Just like old (pre-flood) times…?

To people like me, AIG’s insistence that dinosaurs and humans lived side-by-side is the most egregious and shocking example of their YEC anti-science obliviousness. Of course, if the earth is only about 6,000 years old, humans and dinosaurs would have had to have lived at the same time. But it is such an intensely counter-mainstream notion that you’d think AIG would be a little quiet about it.

dino at ark encounter

No need to go all the way to Japan. They’re all over Kentucky…

They’re not.

Visitors (like me) to the Ark Encounter are impressed right away by the many exhibits featuring domesticated dinosaurs. If I understand AIG’s thinking correctly, they make such a big deal about dinosaurs because they hope dinos can serve as “missionary lizards.” As AIGster Buddy Davis explained,

Dinosaurs and the truths that they share about God’s creation, man’s sin, death, the Flood, and the Ice Age can be used by Christian young people and adults to share the gospel with unbelievers. These missionary lizards uphold the authority of Scripture, and they can be powerful tools in sharing the salvation message, which should be the ultimate goal of every Christian.

As non-Christians hear the biblical explanation of dinosaurs, many have been, and will be, challenged to listen to the rest of what the Bible states. We rejoice that many have been won to the Lord using the true history of these missionary lizards.
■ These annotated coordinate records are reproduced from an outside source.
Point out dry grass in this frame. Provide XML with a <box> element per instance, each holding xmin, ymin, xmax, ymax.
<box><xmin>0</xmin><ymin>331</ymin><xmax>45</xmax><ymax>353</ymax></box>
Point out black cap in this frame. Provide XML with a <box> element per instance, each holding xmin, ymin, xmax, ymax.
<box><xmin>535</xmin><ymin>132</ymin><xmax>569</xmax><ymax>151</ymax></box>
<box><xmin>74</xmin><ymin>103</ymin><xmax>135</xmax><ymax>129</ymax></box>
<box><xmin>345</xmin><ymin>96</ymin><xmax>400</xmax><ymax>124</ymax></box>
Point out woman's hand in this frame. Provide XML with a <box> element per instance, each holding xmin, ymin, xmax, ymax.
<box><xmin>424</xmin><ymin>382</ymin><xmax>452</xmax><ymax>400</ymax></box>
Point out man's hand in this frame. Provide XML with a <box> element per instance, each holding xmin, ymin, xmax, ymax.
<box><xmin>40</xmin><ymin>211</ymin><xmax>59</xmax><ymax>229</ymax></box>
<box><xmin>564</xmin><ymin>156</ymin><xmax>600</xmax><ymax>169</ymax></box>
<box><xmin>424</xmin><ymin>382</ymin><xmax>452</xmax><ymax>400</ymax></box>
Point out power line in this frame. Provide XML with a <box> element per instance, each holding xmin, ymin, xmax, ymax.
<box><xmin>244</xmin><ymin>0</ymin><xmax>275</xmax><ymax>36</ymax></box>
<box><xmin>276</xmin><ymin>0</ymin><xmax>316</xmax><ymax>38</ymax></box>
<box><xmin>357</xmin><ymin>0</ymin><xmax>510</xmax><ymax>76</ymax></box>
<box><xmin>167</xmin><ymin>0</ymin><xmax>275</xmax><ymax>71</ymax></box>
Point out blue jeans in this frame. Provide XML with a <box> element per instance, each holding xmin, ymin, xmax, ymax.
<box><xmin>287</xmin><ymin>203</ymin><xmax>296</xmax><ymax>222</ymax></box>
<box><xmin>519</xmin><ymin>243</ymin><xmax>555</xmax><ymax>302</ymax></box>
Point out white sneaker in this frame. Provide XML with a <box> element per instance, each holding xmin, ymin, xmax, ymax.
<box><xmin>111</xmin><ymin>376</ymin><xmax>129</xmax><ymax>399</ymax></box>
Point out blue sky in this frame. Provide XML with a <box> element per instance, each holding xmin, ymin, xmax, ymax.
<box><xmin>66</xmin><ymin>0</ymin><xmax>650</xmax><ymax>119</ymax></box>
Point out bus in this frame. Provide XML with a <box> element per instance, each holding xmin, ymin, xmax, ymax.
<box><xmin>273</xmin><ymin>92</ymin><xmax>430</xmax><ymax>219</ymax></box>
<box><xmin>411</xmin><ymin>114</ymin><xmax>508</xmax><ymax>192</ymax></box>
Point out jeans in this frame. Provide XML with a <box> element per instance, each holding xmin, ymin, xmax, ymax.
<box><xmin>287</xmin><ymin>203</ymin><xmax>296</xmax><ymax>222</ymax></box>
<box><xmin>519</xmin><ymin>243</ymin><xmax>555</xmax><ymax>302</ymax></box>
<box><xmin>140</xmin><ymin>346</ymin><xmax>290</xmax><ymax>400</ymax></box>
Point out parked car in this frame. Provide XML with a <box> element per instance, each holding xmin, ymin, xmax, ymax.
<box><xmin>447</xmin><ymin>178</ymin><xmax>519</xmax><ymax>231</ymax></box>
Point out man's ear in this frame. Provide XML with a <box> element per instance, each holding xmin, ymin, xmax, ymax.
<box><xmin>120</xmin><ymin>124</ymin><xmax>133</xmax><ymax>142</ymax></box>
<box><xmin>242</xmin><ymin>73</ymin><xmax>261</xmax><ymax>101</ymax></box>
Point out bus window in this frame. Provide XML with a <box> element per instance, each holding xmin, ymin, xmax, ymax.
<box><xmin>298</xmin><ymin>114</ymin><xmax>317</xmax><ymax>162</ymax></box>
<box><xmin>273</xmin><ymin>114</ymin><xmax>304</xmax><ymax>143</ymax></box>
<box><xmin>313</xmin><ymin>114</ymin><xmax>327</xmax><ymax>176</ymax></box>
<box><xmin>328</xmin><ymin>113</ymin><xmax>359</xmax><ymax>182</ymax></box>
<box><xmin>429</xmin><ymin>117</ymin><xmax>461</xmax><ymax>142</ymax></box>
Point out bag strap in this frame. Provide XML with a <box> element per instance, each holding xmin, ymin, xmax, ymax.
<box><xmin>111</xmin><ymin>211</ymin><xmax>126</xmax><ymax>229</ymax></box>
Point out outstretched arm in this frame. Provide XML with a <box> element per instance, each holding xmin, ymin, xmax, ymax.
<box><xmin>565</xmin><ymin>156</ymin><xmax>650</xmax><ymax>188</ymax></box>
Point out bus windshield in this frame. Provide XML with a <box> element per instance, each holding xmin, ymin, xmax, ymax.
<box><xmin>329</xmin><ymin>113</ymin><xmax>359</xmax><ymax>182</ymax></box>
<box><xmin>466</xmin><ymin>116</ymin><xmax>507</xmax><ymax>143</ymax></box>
I can’t imagine that any secular folks or non-Christian religious people really have been converted to YEC by these missionary lizards. I can’t help but wonder, though, what Ken Ham and his AIG colleagues will make of this dino hotel:

The front desk staff are a pair of that look like cast members of the Jurassic Park movies, except for the tiny bellboy hats perched on their heads.

The robo-dinos process check-ins through a tablet system that also allows customers to choose which language—Japanese, English, Chinese or Korean—they want to use to communicate with the multilingual robots.

The effect is bizarre, with the large dinosaurs gesticulating with their long arms and issuing tinny set phrases. Yukio Nagai, manager at the Henn na Hotel Maihama Tokyo Bay, admits some customers find it slightly unnerving.

This might be a stretch, but is it possible that the hotel might become a YEC tourist attraction? That YECs might flock to the hotel to see what it must have been like to cavort with dinosaurs before the flood?